Key steps to proper management of CMC with rare disease products

| by Randolph Alonso

Meeting requirements for Chemistry, Manufacturing and Control (CMC) is complex for any drug developer, but is even more so in the rare disease space. These challenges are further compounded for non-EU sponsors seeking to initiate clinical trials in Europe where the differences in requirements and expectations from their home market are often not well-understood.

Manoeuvring through these complexities will require sponsors to understand what the European Medicines Agency (EMA) expects. There are several steps sponsors must take to prepare Module 3 of their CTD dossier or their Investigational Medicinal Product Dossier (IMPD) in the EU.

Step 1: Know what is expected

Start by identifying the relevant EMA regulatory requirements and making sure you comply with them. While this might seem obvious, it’s not necessarily a sponsor’s top consideration when developing their product. If you’re applying for Orphan Designation, do you understand the criteria you need to fulfil? If your product is an advanced therapy medicinal product (ATMP), how well do you understand the specific requirements for manufacturing these products for your clinical trials?  

Step 2: Have a resolution in mind

Sponsors from the United States are accustomed to how the Food and Drug Administration (FDA) reviews trial applications, which is to review the data and tell the sponsor if they are right or wrong. The EMA, however, is looking to the sponsor to work with them to resolve questions and that requires having a robust risk-based quality control approach to CMC.

Step 3: Speak the right language

The language in your dossier is key. It needs to explain what you are doing and why. It’s important to be able to pre-empt questions from the health authority by preparing your CMC dossier – be it your CTD Module 3 or IMPD – in such a way that it helps the agency to understand what you’re doing and your thinking behind that.

Step 4: Be transparent about any problems

There are several common CMC difficulties that can arise, such as problems with part of the quality control or product identification, or critical quality attributes (CQAs), or struggling to define why the formulation works the way it does. These types of challenges are more likely to arise with rare disease treatments where small patient populations mean limited data sets. When this happens it is important to be transparent and seek appropriate advice with regulators, who can then help you address those questions.

Step 5: Adopt a GMP-led mentality

It is important to document the steps you are taking to ensure contamination control measures are in place (particularly key with ATMPs) and make sure you have a risk management plan. It’s crucial that you don’t have DNA or viral contaminants in your process. Sponsors need to document all their processes to show they have a specific process to remove any viral DNA that may contaminate the sample. A clean and consistent product is the goal, and this is what it means to have a GMP mentality.

Step 6: Police all your facilities

Make sure you have proper oversight of facilities through your own rigorous monitoring and quality assurance systems. Determine which facilities have GMP certification and which don’t and apply a risk-based process to monitoring their activities and outputs. You need to be able to show the regulators that you are in control of what’s happening to your product at every step of the way at every facility, and on its journeys between them.

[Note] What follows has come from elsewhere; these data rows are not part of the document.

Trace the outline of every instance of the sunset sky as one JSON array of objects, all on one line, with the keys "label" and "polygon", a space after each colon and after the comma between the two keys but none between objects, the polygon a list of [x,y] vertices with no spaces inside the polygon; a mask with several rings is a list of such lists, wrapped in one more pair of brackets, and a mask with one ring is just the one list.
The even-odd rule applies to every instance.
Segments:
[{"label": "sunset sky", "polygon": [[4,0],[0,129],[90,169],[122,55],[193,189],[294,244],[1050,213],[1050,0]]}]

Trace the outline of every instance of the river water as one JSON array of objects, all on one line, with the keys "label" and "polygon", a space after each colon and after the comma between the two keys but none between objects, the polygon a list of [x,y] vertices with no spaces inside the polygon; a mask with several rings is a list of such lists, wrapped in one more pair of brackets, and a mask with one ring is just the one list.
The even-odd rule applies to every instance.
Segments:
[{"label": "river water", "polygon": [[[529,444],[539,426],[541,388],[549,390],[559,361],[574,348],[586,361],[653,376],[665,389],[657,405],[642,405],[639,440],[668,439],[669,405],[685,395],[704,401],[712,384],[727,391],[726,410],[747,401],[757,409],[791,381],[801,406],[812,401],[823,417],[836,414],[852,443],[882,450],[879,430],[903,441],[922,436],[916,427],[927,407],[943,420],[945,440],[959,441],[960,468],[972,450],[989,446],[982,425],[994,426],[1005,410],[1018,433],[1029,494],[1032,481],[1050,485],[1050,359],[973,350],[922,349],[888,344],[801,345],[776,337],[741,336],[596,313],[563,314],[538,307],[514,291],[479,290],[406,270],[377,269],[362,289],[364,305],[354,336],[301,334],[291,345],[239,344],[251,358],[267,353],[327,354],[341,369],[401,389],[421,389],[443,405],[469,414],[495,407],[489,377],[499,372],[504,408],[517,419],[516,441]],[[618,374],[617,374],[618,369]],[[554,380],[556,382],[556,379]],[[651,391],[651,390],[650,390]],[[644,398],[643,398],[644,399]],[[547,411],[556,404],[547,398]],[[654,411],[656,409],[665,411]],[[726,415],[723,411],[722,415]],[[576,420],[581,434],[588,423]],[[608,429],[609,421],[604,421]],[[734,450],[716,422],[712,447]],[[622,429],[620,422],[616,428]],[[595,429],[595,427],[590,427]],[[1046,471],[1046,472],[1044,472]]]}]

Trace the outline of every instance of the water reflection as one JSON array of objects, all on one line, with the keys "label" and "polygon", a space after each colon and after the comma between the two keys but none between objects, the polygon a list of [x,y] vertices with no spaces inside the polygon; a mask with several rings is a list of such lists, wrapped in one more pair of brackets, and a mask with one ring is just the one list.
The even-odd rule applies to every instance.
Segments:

Step 7: Consider the EU Pharmacopeia

Consider EU specifics such as the EU Pharmacopeia (Ph. Eur.) certifications versus a US monograph for an orphan product. The EMA is committed to maintaining global standards for medicines and publishes scientific guidelines that are harmonised by ICH. These subtle differences are issues that are often overlooked and cause Requests for Information from regulators during Clinical Trial Application and Marketing Authorisation Application procedures, often resulting in application withdrawals, rejections and delays to approval.

Step 8: Engage with the health authorities

The EMA offers many different avenues for scientific engagement, which sponsors from outside the EU often don’t fully understand. Taking advantage of EMA schemes like the Orphan Drug Designation and PRIME and the opportunities for scientific advice can improve your product quality and transform the approval process.

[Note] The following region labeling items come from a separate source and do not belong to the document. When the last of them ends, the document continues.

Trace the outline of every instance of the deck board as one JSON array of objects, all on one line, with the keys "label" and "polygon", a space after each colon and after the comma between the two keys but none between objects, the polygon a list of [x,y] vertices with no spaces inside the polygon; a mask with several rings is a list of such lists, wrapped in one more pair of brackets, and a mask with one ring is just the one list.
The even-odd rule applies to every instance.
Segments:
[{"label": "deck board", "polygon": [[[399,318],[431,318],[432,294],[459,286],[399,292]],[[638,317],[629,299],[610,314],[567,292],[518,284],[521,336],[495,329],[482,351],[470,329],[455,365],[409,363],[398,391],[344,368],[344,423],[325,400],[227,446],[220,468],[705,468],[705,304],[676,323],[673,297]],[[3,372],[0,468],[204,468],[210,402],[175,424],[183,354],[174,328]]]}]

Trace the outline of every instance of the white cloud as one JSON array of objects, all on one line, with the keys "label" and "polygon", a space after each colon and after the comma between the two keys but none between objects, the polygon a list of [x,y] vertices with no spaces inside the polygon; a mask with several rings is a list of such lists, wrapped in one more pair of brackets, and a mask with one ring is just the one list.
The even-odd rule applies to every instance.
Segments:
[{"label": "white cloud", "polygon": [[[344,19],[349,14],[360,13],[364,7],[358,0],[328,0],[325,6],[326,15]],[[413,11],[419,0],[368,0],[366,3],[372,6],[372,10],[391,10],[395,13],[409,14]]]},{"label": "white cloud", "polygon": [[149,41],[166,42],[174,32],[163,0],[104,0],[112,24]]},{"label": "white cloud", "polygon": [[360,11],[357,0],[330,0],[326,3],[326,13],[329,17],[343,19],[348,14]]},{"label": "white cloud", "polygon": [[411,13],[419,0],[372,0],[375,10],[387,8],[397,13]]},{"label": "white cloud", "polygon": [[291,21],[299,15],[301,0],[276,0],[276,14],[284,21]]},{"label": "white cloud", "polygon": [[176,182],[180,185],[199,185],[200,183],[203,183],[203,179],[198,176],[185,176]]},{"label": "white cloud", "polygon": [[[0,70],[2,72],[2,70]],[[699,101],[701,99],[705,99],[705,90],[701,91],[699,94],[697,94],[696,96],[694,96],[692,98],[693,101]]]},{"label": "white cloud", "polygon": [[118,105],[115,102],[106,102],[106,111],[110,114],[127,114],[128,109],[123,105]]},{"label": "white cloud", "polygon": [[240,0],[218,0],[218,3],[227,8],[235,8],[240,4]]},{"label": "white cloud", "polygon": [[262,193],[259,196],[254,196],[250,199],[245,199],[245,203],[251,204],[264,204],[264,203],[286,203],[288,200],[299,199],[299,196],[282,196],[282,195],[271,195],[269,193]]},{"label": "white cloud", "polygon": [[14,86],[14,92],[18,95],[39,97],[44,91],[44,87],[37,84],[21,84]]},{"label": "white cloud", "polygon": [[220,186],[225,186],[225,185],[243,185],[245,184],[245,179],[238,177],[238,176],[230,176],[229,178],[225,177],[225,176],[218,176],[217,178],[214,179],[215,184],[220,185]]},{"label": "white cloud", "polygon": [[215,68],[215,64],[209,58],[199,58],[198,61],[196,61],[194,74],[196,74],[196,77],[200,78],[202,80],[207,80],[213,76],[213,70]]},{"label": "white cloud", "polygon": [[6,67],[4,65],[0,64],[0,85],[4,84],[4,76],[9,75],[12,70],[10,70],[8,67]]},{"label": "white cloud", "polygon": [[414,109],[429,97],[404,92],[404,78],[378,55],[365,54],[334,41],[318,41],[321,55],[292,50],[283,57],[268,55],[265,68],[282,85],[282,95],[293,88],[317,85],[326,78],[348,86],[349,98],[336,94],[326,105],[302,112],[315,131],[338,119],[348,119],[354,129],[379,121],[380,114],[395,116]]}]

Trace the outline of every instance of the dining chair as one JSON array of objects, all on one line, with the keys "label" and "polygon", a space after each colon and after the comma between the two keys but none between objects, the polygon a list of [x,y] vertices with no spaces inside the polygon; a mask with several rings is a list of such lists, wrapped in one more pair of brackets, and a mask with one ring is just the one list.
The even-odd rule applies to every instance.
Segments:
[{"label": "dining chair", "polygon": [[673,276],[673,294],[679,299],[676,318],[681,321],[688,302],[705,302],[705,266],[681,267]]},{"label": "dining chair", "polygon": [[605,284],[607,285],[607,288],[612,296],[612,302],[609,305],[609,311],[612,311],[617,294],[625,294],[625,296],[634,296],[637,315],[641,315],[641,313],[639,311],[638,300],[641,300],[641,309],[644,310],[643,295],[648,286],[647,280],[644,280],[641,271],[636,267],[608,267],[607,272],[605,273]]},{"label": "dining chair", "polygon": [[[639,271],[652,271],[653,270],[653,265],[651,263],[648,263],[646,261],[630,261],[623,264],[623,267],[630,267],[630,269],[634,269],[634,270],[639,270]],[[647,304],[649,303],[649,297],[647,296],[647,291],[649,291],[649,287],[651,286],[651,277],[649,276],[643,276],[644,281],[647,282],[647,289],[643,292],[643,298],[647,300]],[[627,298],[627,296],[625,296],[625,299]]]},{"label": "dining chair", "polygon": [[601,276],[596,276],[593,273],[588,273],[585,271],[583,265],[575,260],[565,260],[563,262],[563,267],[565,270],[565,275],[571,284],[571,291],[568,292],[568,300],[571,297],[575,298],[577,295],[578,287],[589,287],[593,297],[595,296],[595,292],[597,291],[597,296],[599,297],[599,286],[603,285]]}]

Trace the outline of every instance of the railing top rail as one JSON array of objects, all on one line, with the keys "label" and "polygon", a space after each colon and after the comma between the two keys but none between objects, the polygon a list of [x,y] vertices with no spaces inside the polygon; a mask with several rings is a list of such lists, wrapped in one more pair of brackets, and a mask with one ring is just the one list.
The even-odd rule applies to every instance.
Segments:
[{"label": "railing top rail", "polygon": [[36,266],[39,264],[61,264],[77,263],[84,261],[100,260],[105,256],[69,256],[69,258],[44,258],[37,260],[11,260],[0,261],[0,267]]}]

A big picture perspective with ATMPs

These issues need to be top of mind with ATMPs – which currently mostly target rare diseases. Additionally, the scale-up process with orphan drug products is much faster, which means your dossier will need to be ready with validations and quality control methodologies in place much sooner than a non-orphan product to be ready for launch. It is therefore vital to carefully plan your CMC approach and work with experienced regulatory consultants to help you through each of these steps to ensure consistency and robustness with your clinical studies.

“Manoeuvring through (CMC) complexities will require sponsors to understand what the EMA expects.”